S’intéressant à l’un puis à l’autre, il savait mettre ses interlocuteurs en confiance.
« Et vous, Monsieur, Madame, vous habitez loin ? Vous n’allez pas trop vous ennuyer après votre petit ? Si j’ai un conseil à vous donner, je chercherais autre chose, car si vous saviez dans quel état a été mis ce logement par la dernière locataire, vous iriez voir ailleurs ! Un fatras pas possible ! Une poubelle ! Même si des travaux ont été faits, il doit bien rester des puces qui traînent. Les petites bêtes, on s’en débarrasse jamais. Vous voyez votre gamin dans un logement insalubre ? Croyez-moi, il mérite mieux ! »
Déstabilisés, les parents montrèrent leur déception. Norbert ne les revit plus dans le quartier. Il avait gagné.
D’autres visites eurent lieu et ses arguments marchaient à chaque coup. Jusqu’au jour où il la vit arriver la petite donzelle. Avant Monsieur Thiébaut ! Elle devait être pressée d’emménager ! Ça devait parlementer dur, car ils n’en ressortaient pas, de l’immeuble ! Norbert risquait d’avoir fort à faire. Elle se pointa enfin au troquet.
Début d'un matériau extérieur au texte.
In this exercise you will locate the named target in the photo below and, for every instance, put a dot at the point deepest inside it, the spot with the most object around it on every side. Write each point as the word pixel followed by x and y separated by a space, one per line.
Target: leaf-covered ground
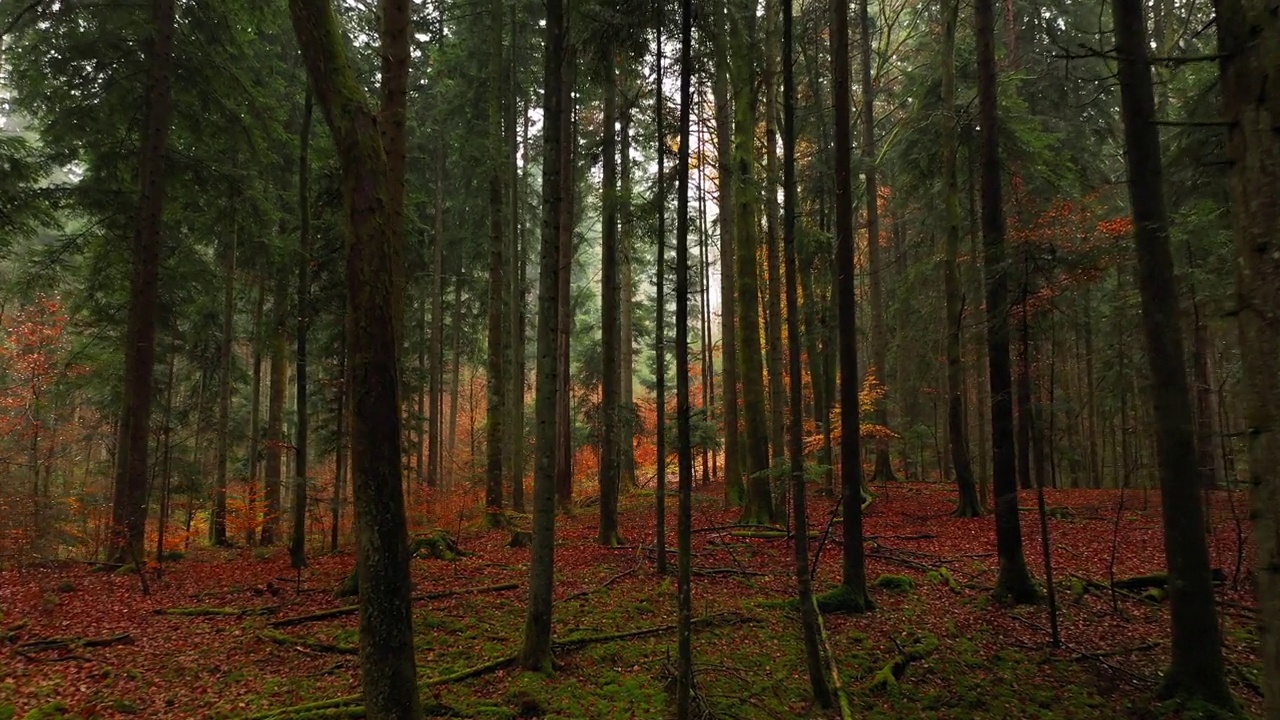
pixel 978 659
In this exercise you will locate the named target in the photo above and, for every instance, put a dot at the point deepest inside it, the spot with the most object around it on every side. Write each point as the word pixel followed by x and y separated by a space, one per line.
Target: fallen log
pixel 54 643
pixel 312 645
pixel 348 706
pixel 219 611
pixel 353 609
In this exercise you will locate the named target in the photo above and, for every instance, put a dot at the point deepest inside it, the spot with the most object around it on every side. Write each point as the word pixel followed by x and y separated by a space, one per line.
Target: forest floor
pixel 970 656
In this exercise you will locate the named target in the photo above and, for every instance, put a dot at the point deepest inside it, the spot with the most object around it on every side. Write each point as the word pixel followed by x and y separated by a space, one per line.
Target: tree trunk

Reprenant confiance, Norbert accueillit la nouvelle prétendante à la location. Interrogée subtilement, elle ne tarda pas à se présenter comme la future voisine. Bien rodé à l’exercice, Norbert déballa à nouveau le discours habituel :
« Vous savez au moins comment ce logement a été saccagé ces dernières années ? Une aussi charmante personne que vous ! Habiter à cet endroit ! Vous n’avez pas peur d’attraper la gale ? Bien sûr, y’a eu des travaux de rénovation, mais pas d’assainissement, je peux vous le certifier ! Je les ai vus travailler les gars ! Ils ont repeint sur la crasse. Un sale boulot : des matériaux bas de gamme, des ouvriers pas formés, un patron véreux. En plus, le ménage après travaux ! C’est une gamine qui s’y est collée, c’était ni fait, ni à faire !
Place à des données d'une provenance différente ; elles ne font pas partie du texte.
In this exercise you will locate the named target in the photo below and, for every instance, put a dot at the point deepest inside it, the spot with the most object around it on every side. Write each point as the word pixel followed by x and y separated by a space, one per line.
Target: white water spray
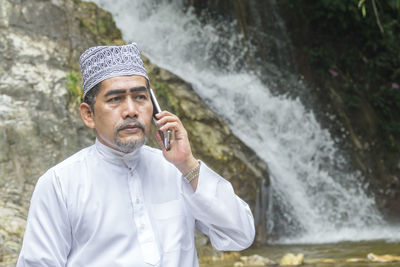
pixel 317 198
Norbert mettait vraiment le paquet et la jeune fille l’écoutait sans mot dire jusqu’à ce qu’elle ouvrit la bouche :
— Le patron véreux est mon père et je suis la personne qui a effectué le ménage final de la chambre après travaux. Je vous remercie de m’avoir offert ce verre et vous dis à bientôt, pour la fête des voisins ».